This year, Rebekah Anderson, a junior at Pocahontas County High School, joined those students to enhance her artistic prowess.

“We started with pencil drawings and then we kind of got into negative space, where you draw the space around the object,” Anderson said. “Then we got into painting and we also did printmaking and a ceramics class.”

Anderson, a painter, said the camp helped her realize which media she liked to work with the most.

“I’ll admit, I’m better at drawing and painting than I am with ceramics,” she said.

As the finale for the camp, the art students collaborated on a large painting of coal miners, to go with the theme, “The Way We Worked,” the Smithsonian traveling exhibition.

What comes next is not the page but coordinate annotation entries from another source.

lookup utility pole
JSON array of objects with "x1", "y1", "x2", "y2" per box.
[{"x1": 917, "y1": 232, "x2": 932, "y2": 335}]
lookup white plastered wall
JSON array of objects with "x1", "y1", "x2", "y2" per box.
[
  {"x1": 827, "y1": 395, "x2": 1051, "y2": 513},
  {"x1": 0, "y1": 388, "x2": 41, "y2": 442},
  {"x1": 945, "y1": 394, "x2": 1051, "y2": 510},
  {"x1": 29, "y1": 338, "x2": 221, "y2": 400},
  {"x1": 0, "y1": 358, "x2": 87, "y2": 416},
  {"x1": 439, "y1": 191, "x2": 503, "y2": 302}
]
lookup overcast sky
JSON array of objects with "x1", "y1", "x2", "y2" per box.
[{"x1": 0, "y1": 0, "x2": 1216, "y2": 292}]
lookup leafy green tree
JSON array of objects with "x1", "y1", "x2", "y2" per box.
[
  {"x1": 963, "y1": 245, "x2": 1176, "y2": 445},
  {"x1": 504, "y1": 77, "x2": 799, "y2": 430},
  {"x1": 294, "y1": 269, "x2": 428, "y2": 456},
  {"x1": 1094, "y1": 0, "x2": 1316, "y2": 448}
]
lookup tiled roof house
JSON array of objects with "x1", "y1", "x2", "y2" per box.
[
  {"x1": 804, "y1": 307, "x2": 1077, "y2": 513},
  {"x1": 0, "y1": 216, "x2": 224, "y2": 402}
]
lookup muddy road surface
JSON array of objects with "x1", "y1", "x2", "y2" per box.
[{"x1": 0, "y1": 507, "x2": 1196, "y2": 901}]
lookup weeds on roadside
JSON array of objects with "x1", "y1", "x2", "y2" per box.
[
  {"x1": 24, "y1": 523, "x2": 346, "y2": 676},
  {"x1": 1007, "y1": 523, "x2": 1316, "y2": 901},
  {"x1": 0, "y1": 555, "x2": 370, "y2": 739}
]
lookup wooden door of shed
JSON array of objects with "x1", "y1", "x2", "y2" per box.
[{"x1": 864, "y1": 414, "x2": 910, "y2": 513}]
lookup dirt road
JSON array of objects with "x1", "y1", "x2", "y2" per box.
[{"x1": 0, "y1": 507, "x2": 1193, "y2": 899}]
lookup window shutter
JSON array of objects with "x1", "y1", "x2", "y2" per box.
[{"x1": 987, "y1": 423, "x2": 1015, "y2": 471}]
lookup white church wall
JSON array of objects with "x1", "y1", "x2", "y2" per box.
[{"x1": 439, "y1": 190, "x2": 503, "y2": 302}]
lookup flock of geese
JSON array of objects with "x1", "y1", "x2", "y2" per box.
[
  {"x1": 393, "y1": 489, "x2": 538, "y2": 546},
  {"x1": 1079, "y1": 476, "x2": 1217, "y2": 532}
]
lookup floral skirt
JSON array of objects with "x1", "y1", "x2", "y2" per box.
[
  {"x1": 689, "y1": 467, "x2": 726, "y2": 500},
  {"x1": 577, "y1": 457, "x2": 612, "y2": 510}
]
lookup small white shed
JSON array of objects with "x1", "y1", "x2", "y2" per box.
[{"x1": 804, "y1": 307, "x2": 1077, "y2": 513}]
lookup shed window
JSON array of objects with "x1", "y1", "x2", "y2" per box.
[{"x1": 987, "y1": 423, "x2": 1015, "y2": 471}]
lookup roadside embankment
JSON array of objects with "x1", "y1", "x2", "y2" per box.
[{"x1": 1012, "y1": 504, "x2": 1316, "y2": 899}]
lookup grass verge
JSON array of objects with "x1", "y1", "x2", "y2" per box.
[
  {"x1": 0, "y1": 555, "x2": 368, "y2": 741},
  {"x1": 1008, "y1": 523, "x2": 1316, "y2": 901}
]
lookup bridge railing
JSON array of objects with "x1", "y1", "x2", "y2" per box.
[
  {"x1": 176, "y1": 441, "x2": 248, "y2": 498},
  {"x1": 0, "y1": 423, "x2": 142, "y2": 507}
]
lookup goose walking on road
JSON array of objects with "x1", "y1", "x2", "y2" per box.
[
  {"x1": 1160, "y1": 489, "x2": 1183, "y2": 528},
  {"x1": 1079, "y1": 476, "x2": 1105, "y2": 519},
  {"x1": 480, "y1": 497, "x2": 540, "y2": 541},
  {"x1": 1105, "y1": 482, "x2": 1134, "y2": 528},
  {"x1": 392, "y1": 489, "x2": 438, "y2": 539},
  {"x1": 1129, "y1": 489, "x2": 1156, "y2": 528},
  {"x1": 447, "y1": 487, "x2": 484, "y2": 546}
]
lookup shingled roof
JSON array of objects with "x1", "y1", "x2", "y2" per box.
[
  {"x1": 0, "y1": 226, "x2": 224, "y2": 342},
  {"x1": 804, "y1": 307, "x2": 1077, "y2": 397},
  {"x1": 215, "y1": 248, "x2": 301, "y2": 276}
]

“Our teacher cut this picture into squares and then we had to a take a bigger [canvas] and draw that,” she said. “We each got a piece and it was kind of like a puzzle.”

The camp culminated with the Showing of the Arts celebration.

Anderson, daughter of Bob and Marsha Anderson, says she plans to study art in college, but isn’t sure where, yet.

“I’m still looking for a good art school or a college with a good art program,” she said. “The Dean at D&E said if any Governor’s School of the Arts kid wants to come to Davis & Elkins College, they automatically get $5,000. It’s a possibility, but I’m still looking around.”

As part of the camp, the students went to Charleston to visit with Governor Earl Ray Tomblin, who posed for a picture with them on the Capitol steps.